China’s live-streaming fashion boom woos Gen Z buyers with growing success
Chinese and global brands are turning to live-streaming internet platforms to expand their reach and generate higher sales in China. Consumers can comment and shop as they watch the broadcasts
We are sitting in a small office looking at ourselves on an iPhone screen, being broadcast live across the web to about 4,000 Pawnstar viewers in China. It’s midday and our unannounced, ad hoc show is drawing far fewer viewers than the usual scheduled ones, says Jane Jia, owner and founder of Pawnstar.
Don’t let the shop’s eyebrow-raising name fool you, this is not that kind of live show. Live-streaming platforms have been popular in China since they first appeared about six years ago, but in the last three years, the medium has exploded. Since 2016, this second-hand fashion and accessories store in Shanghai has been selling via live streaming. Its customers are mostly women living in second-tier cities across China, usually aged between 20 and 35, who shop most after work hours.
Chinese live streaming has proven useful and lucrative for both small boutiques and huge brands such as Armani, Macy’s and health products company GNC. According to Alibaba (owner of the South China Morning Post), which launched live streaming on its Taobao platforms in May 2016, about 80 per cent of the viewers are female, about half are Generation Z (post-millennials), and they shop largely between 8pm and 10pm.
Pawnstar uses a WeChat mini-program, supported by Muogujie.com, to live-stream to about 20,000 to 30,000 people a session, four times a week. The broadcasts bring in 30 per cent of the business’ total revenue.
Viewer numbers for major broadcasts can rise into the tens of millions.

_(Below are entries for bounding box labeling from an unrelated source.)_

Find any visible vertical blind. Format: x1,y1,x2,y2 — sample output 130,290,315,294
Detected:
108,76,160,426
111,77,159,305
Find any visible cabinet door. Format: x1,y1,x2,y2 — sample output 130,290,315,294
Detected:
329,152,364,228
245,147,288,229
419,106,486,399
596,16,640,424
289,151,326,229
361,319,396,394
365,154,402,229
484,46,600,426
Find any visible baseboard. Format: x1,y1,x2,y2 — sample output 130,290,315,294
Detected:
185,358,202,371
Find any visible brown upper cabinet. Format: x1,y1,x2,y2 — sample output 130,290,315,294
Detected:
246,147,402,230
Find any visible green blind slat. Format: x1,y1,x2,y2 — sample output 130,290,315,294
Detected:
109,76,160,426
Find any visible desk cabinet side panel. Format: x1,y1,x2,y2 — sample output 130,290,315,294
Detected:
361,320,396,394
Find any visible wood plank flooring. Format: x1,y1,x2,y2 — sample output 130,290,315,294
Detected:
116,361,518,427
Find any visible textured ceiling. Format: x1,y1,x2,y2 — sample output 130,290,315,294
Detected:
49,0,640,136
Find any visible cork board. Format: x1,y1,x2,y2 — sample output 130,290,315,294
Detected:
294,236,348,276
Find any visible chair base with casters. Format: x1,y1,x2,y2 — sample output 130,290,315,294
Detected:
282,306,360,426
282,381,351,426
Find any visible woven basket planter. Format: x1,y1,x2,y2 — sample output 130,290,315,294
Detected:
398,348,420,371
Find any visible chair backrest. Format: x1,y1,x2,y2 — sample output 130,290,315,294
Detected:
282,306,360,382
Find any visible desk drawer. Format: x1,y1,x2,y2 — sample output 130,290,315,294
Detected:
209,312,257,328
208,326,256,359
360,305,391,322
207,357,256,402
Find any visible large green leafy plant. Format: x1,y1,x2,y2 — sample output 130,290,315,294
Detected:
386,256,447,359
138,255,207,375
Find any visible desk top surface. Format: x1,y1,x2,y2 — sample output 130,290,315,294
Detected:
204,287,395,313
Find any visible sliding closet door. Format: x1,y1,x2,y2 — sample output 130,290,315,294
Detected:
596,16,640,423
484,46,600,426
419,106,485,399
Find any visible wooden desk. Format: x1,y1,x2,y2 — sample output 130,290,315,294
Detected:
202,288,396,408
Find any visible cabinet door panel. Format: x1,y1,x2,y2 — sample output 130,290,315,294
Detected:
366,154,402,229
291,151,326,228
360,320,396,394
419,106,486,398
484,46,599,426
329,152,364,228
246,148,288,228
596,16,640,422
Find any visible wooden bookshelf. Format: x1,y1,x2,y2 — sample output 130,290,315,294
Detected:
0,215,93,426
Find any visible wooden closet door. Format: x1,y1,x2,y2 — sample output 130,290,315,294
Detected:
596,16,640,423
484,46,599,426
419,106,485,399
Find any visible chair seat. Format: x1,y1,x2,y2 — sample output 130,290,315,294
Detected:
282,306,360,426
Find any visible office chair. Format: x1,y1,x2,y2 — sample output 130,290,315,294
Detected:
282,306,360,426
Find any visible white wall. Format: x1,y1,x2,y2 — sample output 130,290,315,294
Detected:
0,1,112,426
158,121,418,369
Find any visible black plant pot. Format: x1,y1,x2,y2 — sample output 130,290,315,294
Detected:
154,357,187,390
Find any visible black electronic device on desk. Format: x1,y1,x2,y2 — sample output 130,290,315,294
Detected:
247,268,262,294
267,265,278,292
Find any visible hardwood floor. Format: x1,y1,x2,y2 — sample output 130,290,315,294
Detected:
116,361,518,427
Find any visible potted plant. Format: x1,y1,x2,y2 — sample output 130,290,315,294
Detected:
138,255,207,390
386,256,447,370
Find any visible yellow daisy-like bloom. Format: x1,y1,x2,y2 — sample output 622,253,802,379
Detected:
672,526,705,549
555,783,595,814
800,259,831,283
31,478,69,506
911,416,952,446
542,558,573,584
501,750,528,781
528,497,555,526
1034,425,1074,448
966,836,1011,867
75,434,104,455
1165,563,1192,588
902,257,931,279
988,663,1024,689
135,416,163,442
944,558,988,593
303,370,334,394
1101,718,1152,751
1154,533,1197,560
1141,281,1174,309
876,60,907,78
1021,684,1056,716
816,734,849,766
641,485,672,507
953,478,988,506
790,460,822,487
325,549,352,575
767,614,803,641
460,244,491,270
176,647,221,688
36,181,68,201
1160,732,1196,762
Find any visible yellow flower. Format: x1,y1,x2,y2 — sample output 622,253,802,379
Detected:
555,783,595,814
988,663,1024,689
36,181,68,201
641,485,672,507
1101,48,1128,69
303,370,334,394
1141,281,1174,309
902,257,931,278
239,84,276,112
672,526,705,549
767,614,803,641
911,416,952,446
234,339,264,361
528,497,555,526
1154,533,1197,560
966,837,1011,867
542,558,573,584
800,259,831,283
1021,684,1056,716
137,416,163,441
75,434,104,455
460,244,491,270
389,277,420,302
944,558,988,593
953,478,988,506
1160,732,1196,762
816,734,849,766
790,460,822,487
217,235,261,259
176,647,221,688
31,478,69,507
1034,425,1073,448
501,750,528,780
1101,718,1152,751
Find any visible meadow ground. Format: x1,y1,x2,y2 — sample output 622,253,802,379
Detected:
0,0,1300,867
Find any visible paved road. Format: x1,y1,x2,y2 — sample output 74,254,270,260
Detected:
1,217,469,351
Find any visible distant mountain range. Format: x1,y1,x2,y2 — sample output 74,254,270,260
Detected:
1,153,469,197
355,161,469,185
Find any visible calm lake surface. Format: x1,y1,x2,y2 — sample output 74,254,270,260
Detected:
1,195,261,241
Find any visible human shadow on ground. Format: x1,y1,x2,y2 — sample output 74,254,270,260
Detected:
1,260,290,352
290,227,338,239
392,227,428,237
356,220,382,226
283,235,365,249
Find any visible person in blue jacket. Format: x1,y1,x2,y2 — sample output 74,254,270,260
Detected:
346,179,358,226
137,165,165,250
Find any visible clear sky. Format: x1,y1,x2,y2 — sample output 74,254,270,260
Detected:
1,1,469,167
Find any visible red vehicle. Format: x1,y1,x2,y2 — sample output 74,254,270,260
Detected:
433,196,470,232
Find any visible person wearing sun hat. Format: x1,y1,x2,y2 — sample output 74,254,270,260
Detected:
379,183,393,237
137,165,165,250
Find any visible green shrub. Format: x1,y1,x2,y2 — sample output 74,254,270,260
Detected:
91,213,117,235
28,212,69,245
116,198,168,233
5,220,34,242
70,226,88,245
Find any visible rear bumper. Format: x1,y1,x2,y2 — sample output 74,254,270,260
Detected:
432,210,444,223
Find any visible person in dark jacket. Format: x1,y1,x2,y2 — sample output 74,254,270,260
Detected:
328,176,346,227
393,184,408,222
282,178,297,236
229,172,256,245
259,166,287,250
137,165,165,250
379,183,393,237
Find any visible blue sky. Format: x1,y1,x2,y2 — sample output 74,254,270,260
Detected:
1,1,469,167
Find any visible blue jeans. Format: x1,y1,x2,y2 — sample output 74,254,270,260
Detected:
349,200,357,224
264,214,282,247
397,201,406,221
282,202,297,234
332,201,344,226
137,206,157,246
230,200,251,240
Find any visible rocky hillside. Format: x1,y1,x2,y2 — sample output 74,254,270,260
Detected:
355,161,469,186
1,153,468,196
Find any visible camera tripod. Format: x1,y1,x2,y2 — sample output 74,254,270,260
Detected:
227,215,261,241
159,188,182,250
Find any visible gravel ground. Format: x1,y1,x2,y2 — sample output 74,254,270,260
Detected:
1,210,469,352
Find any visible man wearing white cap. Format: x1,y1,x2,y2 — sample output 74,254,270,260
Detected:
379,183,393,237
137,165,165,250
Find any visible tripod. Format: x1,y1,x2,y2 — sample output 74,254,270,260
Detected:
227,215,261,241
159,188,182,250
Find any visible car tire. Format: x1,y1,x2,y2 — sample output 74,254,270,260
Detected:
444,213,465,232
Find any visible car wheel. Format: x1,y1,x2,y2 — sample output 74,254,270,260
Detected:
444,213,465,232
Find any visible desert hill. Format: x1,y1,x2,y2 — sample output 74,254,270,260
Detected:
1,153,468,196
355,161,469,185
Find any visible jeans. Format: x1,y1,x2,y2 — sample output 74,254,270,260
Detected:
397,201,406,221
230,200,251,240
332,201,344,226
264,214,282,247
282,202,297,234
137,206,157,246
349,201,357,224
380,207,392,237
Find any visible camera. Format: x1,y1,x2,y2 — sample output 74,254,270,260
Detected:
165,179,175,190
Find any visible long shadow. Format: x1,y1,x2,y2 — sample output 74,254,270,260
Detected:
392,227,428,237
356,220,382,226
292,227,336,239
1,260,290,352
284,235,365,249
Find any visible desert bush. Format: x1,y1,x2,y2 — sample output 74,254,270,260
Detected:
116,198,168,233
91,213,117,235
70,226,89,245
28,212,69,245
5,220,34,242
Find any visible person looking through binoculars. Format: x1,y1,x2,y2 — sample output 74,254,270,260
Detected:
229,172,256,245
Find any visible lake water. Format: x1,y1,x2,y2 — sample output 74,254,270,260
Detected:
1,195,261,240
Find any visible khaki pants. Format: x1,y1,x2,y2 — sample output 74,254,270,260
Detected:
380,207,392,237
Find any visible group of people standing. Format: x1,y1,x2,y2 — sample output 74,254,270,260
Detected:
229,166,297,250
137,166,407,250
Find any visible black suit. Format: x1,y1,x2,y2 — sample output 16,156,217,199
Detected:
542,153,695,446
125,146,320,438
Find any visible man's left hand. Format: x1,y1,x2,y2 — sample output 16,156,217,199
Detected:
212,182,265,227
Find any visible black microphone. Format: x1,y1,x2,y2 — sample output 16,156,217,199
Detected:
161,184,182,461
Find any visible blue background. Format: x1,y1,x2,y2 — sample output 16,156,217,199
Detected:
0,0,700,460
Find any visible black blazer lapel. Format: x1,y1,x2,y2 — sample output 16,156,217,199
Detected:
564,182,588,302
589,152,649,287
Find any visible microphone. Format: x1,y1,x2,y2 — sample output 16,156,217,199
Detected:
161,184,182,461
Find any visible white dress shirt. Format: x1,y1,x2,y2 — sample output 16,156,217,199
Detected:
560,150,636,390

A live-streamed show on March 31 during Shanghai Fashion Week, Tmall x Labelhood – a collaboration between an e-commerce platform and an independent showcasing platform – attracted almost 90 million views. It’s the kind of reach that would previously have been impossible for many independent designers such as Ejing Zhang, whose jewellery pop-up was featured in a 10-minute segment.